# Forum Home Renovation Tiling  Grout or silicone shower corners

## benandbert

We have retiled a shower cubicle which has three tiled sides. Do we grout or silicone (or both) the joins between the corners and wall/floor. We are using Davco grout for the rest.

----------


## stevoh741

wet area silicon. Dont grout the corners. Sellys wet area silicon works best for me but other brands out there. Dont use sikaflex.

----------


## ringtail

I'm pretty sure its in the BCA that flexible sealant must be used in the corners and wall/floor junction

----------


## Oldsaltoz

Sealant is required in shower corners and wall to shower base tiles, this is the 'standard'. 
Also note wall tiles should overlap the shower base tiles. 
Good luck.   :Smilie:

----------


## benandbert

Thanks everyone. We have tiled the floor first and the walls second, so have the order correct. Sorry if this is a basic question. Is there any difference between using a bathroom specific sealant caulk (Davco brand)with acrylic in it compared to silicone? We bought the Davco colorcaulk sealant, which says it is acrylic based and flexible, and used for filling expansion joints between bath and tiles, and joints where internal tile walls and floors meet. If this is not OK we could change it if needed.  
Also, does the area between the tiles and the floor drain need to be treated with the same sealant as the joins, or do we just grout it, or something different?
Our first tiling effort is looking pretty good so far, but want to make sure we seal everything well so we don't have any problems with water seepage later. We have waterproofed prior to tiling, but don't want the tiles to fall off from water.

----------


## Oldsaltoz

> Thanks everyone. We have tiled the floor first and the walls second, so have the order correct. Sorry if this is a basic question. Is there any difference between using a bathroom specific sealant caulk (Davco brand)with acrylic in it compared to silicone? We bought the Davco colorcaulk sealant, which says it is acrylic based and flexible, and used for filling expansion joints between bath and tiles, and joints where internal tile walls and floors meet. If this is not OK we could change it if needed.   The Davco will be fine. 
> Also, does the area between the tiles and the floor drain need to be treated with the same sealant as the joins, or do we just grout it, or something different?
> Our first tiling effort is looking pretty good so far, but want to make sure we seal everything well so we don't have any problems with water seepage later. We have waterproofed prior to tiling, but don't want the tiles to fall off from water.

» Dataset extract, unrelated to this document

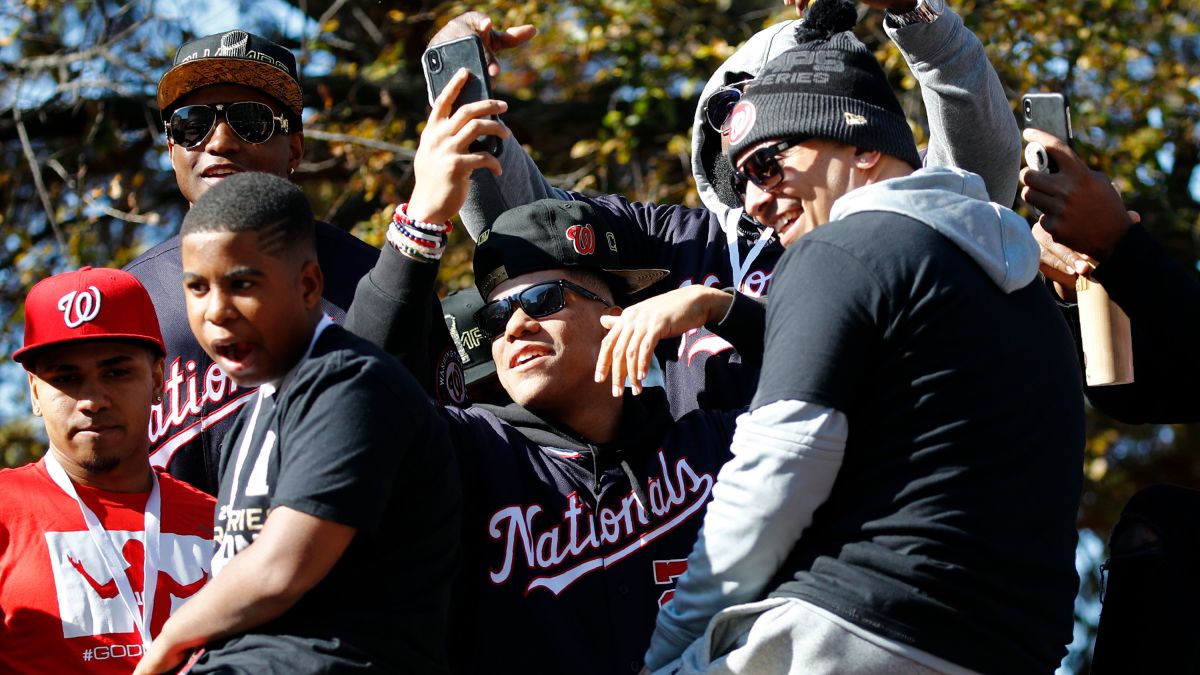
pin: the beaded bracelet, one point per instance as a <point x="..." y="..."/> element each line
<point x="418" y="239"/>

  Just grout around the floor waste is fine and normal practice.  
Good luck.   :Smilie:

----------


## China

I would use Sikaflex FC 11, it is what the the major resealing compainies use I have used it on many jobs it is far better than silicone

----------


## barney118

The bathroom mob I bought my waterproofing membrane from told me to use specific silicon with the compound from them of course. The cost wasn't much. As some are not compatible.

----------


## stevoh741

> I would use Sikaflex FC 11, it is what the the major resealing compainies use I have used it on many jobs it is far better than silicone

  Sikaflex is no good as the white one turns yellow after a couple of months. Best to stick with the bathroom silcons like sellys. Been using them for years and they are the best for wet areas IMO

----------


## China

I have had Sikaflex in place for four years has not gone yellow

----------


## stevoh741

> I have had Sikaflex in place for four years has not gone yellow

  You must be one of the lucky ones. I and others on here have had it turn yellow and you only need to have the job of trying to get it out to replace with bathroom silicon once to know never to use it for that purpose again.

----------


## r3nov8or

I would also recommend Selleys Wet Area silicone.  
I have had the Bostik version fail pretty quickly. May have been a one off / batch issue, but I'm not going back.

----------